I would have been disappointed if Moore gave Masferrer any sentence less than 30 years. Small-time drug dealers who never had any of the opportunities that Masferrer had get 30 years every week.

So because you have a grudge against the wealthy, their punishments should be high? The first trial went to a hung jury, so this isn't a cut-and-dried case, which is part of the injustice here. More appallingly, Masferrer's co-defendants got a sentence that was less than 8% of what he got, and the only differences were (1) their positions in the bank, yet all three were the top-ranking officials and (2) the decision to go to trial. So the judge essentially is rewarding the two co-defendants for committing a crime that is apparently worthy of a 30-year sentence because they admitted guilt in a case where guilt was proven to be uncertain by the first jury.

Anonymous said...

Miami's last cocaine cowboy rode into the sunset last week.

Salvador Magluta, considered one of Miami's most notorious narcotics dealers, was prosecuted in federal court for having witnesses murdered and for laundering millions of dollars in drug proceeds. A federal judge then punished Magluta with a 205-year sentence. Magluta, 48, will live in prison till the day he dies.

But Magluta was never convicted of the homicides for which he was sentenced. A jury of his peers found Magluta not guilty of the murders, and guilty only of the nonviolent money-laundering charges -- crimes that carry a maximum sentence of 20 years. The jury's verdict notwithstanding, the judge decided that Magluta was responsible for the homicides and sentenced him accordingly.

In a watershed 1997 opinion, the U.S. Supreme Court ruled that federal judges, in imposing sentence, may ignore jury verdicts of acquittal and determine whether defendants have done wrong. The Herald applauded the punishment, and the new U.S. attorney claimed that such a sentence sends a message about justice. It does indeed: The message is that prosecutors can lose and still win, that a jury no longer stands between an accused American and a life sentence.

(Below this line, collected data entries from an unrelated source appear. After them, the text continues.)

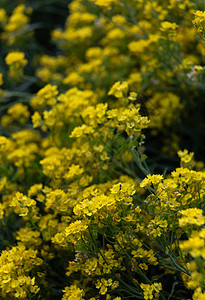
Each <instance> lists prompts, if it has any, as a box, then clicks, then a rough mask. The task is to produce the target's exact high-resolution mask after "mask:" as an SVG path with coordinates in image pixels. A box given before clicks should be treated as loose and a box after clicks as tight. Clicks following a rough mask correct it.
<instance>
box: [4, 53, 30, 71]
mask: <svg viewBox="0 0 205 300" xmlns="http://www.w3.org/2000/svg"><path fill="white" fill-rule="evenodd" d="M5 61H6V64H7V65H9V66H11V65H14V66H15V67H16V68H22V67H24V66H25V65H26V64H27V62H28V61H27V60H26V59H25V54H24V53H23V52H18V51H16V52H15V51H14V52H10V53H9V54H7V56H6V58H5Z"/></svg>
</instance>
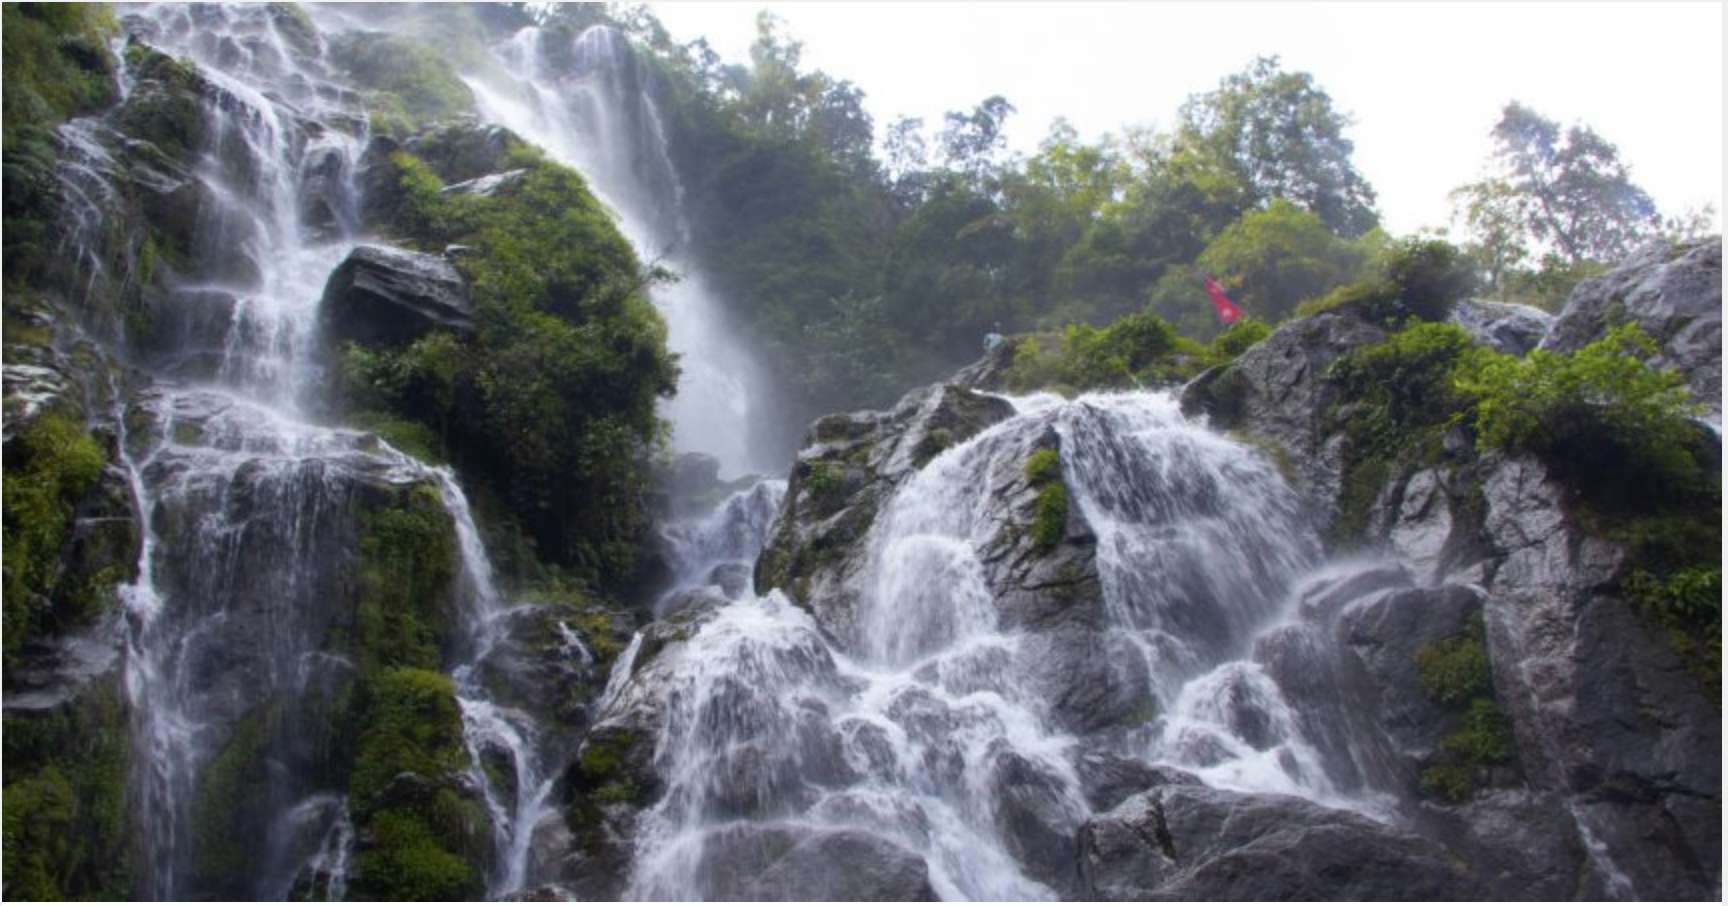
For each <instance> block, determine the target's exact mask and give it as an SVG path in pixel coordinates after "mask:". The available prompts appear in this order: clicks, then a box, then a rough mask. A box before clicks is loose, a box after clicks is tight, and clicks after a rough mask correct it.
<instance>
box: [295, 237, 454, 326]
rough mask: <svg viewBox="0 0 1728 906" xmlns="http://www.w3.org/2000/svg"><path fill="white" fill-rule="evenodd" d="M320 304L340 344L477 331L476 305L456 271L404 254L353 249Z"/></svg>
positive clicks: (330, 275) (329, 285) (382, 247)
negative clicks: (348, 341)
mask: <svg viewBox="0 0 1728 906" xmlns="http://www.w3.org/2000/svg"><path fill="white" fill-rule="evenodd" d="M321 304H323V311H321V313H323V318H325V325H327V327H328V332H330V337H332V339H334V341H335V342H346V341H354V342H363V344H403V342H410V341H413V339H416V337H420V335H425V334H429V332H432V330H454V332H458V334H468V332H472V330H473V303H472V301H470V299H468V285H467V282H463V278H461V275H460V273H458V271H456V268H454V266H451V265H449V261H446V259H442V258H439V256H432V254H420V252H411V251H404V249H391V247H382V246H361V247H358V249H354V251H353V252H351V254H349V256H347V259H346V261H342V265H340V266H337V270H335V271H334V273H332V275H330V282H328V284H327V285H325V296H323V303H321Z"/></svg>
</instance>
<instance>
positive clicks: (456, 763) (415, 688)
mask: <svg viewBox="0 0 1728 906" xmlns="http://www.w3.org/2000/svg"><path fill="white" fill-rule="evenodd" d="M356 726H358V730H359V738H358V743H356V754H354V769H353V773H351V775H349V802H351V807H353V809H354V825H356V833H358V837H359V840H361V845H359V849H358V852H356V856H354V858H356V871H354V878H353V887H351V890H349V892H351V896H354V897H358V899H416V901H418V899H453V901H465V899H479V897H480V894H484V878H482V875H480V870H479V858H480V856H482V854H484V851H486V844H487V842H489V832H487V826H486V809H484V806H482V804H480V802H477V801H475V799H473V794H472V792H467V790H465V785H463V780H461V773H463V771H465V769H467V766H468V754H467V750H465V749H463V737H461V711H460V707H458V704H456V686H454V683H453V681H451V679H449V678H448V676H442V674H437V673H430V671H423V669H413V667H389V669H384V671H380V673H378V674H377V676H373V678H372V679H370V681H366V685H365V686H363V690H361V704H359V719H358V721H356Z"/></svg>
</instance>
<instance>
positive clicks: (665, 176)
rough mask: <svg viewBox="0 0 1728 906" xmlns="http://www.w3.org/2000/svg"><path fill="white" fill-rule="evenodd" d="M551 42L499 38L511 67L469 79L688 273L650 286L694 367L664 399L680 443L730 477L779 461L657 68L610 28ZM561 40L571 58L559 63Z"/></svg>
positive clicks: (632, 231) (636, 233)
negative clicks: (714, 257)
mask: <svg viewBox="0 0 1728 906" xmlns="http://www.w3.org/2000/svg"><path fill="white" fill-rule="evenodd" d="M551 40H553V38H551V33H548V31H543V29H541V28H532V26H530V28H524V29H522V31H518V33H517V35H515V36H511V38H510V40H508V41H505V43H503V45H499V47H498V48H496V57H498V62H499V69H503V73H505V76H498V74H496V73H487V74H470V76H468V78H467V80H465V81H467V83H468V86H470V88H472V90H473V95H475V99H477V100H479V105H480V114H482V116H484V118H486V119H489V121H492V123H498V124H501V126H506V128H510V130H511V131H515V133H517V135H520V137H524V138H527V140H529V142H532V144H536V145H539V147H541V149H544V150H546V152H548V154H551V157H553V159H556V161H560V163H565V164H570V166H574V168H577V169H579V171H582V175H584V176H586V178H588V180H589V187H591V188H593V190H594V194H596V195H598V197H600V199H601V201H603V202H607V206H610V207H612V209H613V211H615V213H617V216H619V228H620V230H622V232H624V235H626V237H627V239H629V240H631V244H632V246H634V247H636V249H638V252H639V254H641V258H643V261H645V263H646V265H660V266H665V268H669V270H672V271H674V273H677V275H679V277H677V282H674V284H670V285H658V287H653V289H651V296H653V301H655V304H657V306H658V308H660V313H662V315H664V316H665V322H667V329H669V341H667V344H669V346H670V349H672V351H674V353H677V356H679V365H681V368H683V377H681V379H679V386H677V396H674V398H672V399H670V401H667V403H665V417H667V420H669V422H670V424H672V446H674V450H679V451H700V453H708V455H712V456H717V458H719V460H721V469H722V470H724V472H726V474H727V475H741V474H748V472H762V470H772V469H779V465H781V463H779V462H778V460H776V458H774V456H776V455H778V451H771V450H762V448H760V444H762V439H764V437H766V436H767V431H766V425H767V420H769V418H772V415H771V412H769V392H767V384H766V380H764V377H762V373H760V372H759V368H757V367H755V363H753V361H752V358H750V353H748V349H746V346H745V342H743V341H741V339H740V337H738V335H736V332H734V330H733V329H731V325H729V323H727V320H726V311H724V308H722V304H721V301H719V299H717V297H715V294H714V290H712V289H710V287H708V285H707V280H705V278H703V275H702V271H700V268H696V266H695V263H693V261H691V258H689V223H688V220H686V216H684V187H683V182H681V180H679V176H677V169H676V168H674V164H672V156H670V149H669V145H667V131H665V123H664V119H662V114H660V107H658V105H657V104H655V99H653V90H651V74H650V71H648V67H646V66H645V64H643V61H639V59H638V55H636V52H634V50H632V48H631V45H629V40H627V38H626V36H624V35H620V33H619V31H617V29H612V28H608V26H593V28H588V29H586V31H582V33H579V35H577V36H575V38H572V45H570V47H569V48H567V50H569V54H563V52H562V50H565V48H550V47H546V45H548V43H550V41H551ZM555 50H560V52H558V54H556V59H567V61H569V64H567V66H563V67H556V66H553V64H550V62H548V57H550V55H553V52H555Z"/></svg>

The jury is a special American institution and has been, until recently, the heart and soul of our criminal-justice system. The jury stands between arbitrary rule and the citizenry, and is a shield against overzealous government. Our Founding Fathers recognized that even an independent judiciary was not enough to protect us against abuses of power. They didn't trust judges to mete out justice on questions of guilt or innocence. To determine the answers to these questions, the Founders wanted the commonsense judgment of citizens.

Acting upon the court's 1997 ruling, prosecutors and judges have found ways to end-run jury verdicts and the jury system itself. Judges sentence defendants convicted of lesser charges as though they had committed other, more-serious crimes, even in the face of a not-guilty verdict by a jury. Based on inconclusive evidence, or even rejected evidence, a judge is free to send a man to jail for life. Not guilty doesn't mean anything anymore. Conviction is optional.

It is the jury verdict that separates America's legal system from that of so many other nations. All countries, even the worst, have laws, judges, lawyers. Most have trials -- or what are called trials -- and many even have juries. But in too many of those countries a verdict is a foregone conclusion: the prosecution having indicted, the jury is simply a rubber stamp. In Magluta's case the jury's verdict was treated as irrelevant, and because it was Magluta no one cared. As Justice Felix Frankfurter famously warned:

``It is easy to make light of insistence of scrupulous regard for the safeguards of civil liberties when invoked on behalf of the unworthy. It is too easy. History bears testimony that by such disregard are the rights of liberty extinguished, heedlessly at first, then stealthily, and brazenly in the end.''

Milton Hirsch and David Oscar Markus are criminal-defense attorneys based in Miami.